The flowers are usually borne in groups of nine, rarely eleven, in leaf axils on an unbranched peduncle 20-30 mm long, the individual flowers on a pedicel 12-14 mm long. Mature buds are oval, 19-22 mm long and 7-9 mm wide with a finely beaked operculum about 14 mm long. Flowering mainly occurs from August to September and the flowers are pale yellow to creamy white. The fruit that follows is a woody, hemispherical capsule 7 to 10 mm long and 9 to 13 mm with a slightly flared rim.

==Taxonomy and naming==
Eucalyptus beardiana was first formally described in 1978 by Ian Brooker and Donald Blaxell who published the description in the journal Nuytsia from a specimen collected near Shark Bay. The specific epithet (beardiana) honours John Stanley Beard. The authors considered it appropriate that "his long association with the botany of Western Australia should be perpetuated by a species endemic to the state".

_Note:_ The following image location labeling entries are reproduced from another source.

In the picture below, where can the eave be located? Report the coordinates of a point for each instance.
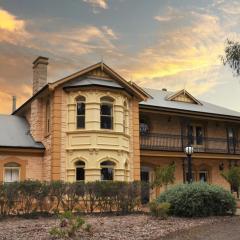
(188, 113)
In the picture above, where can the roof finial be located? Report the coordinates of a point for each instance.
(101, 62)
(184, 87)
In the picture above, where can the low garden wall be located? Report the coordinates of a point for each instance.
(33, 196)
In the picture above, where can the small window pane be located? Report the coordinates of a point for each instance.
(80, 174)
(199, 135)
(203, 176)
(80, 108)
(191, 135)
(106, 122)
(11, 175)
(80, 121)
(80, 115)
(107, 174)
(106, 109)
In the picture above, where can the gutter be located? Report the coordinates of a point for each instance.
(192, 113)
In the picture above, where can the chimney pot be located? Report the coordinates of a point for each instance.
(39, 73)
(14, 103)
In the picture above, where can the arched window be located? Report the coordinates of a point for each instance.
(106, 113)
(203, 175)
(143, 126)
(80, 112)
(107, 170)
(11, 172)
(80, 170)
(125, 117)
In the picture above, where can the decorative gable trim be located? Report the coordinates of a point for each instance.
(106, 71)
(183, 96)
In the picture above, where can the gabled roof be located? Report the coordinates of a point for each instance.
(160, 100)
(88, 81)
(77, 77)
(137, 91)
(15, 133)
(183, 96)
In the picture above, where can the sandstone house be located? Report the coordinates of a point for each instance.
(94, 125)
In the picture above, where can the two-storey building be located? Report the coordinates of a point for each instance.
(95, 125)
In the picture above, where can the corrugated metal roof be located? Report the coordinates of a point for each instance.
(159, 99)
(14, 132)
(92, 81)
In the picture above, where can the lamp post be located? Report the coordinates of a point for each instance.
(189, 152)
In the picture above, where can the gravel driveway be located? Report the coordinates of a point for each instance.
(130, 227)
(227, 229)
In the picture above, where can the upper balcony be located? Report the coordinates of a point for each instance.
(177, 143)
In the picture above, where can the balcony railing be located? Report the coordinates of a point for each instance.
(166, 142)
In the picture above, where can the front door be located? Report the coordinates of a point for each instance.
(145, 195)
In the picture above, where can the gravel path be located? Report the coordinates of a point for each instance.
(227, 229)
(130, 227)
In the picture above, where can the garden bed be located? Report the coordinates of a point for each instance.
(134, 226)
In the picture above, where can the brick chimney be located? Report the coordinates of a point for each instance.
(14, 103)
(39, 73)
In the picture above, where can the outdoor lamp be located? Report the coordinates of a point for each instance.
(189, 150)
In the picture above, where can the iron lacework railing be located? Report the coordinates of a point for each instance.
(169, 142)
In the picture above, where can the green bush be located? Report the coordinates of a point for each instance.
(69, 226)
(159, 210)
(198, 200)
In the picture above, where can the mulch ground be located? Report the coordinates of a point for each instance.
(130, 227)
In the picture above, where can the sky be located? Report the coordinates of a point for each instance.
(171, 44)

==Distribution and habitat==
Beard's mallee grows in tree heath, tall open shrubland in association with species including Yuna mallee, mallalie, Eucalyptus gittinsii, sceptre banksia, Ashby's banksia, broom honey-myrtle as well as other species of Acacia, Grevillea and Persoonia. It is found on sandplain between the Murchison River and Shark Bay.

==Conservation==
Eucalyptus beardiana is classified as "endangered" under the Australian Government Environment Protection and Biodiversity Conservation Act 1999 and as "Threatened Flora (Declared Rare Flora — Extant)" by the Department of Environment and Conservation (Western Australia). The main threat to the species is habitat disturbance due to firebreak and track maintenance and by grazing animals and weed invasion.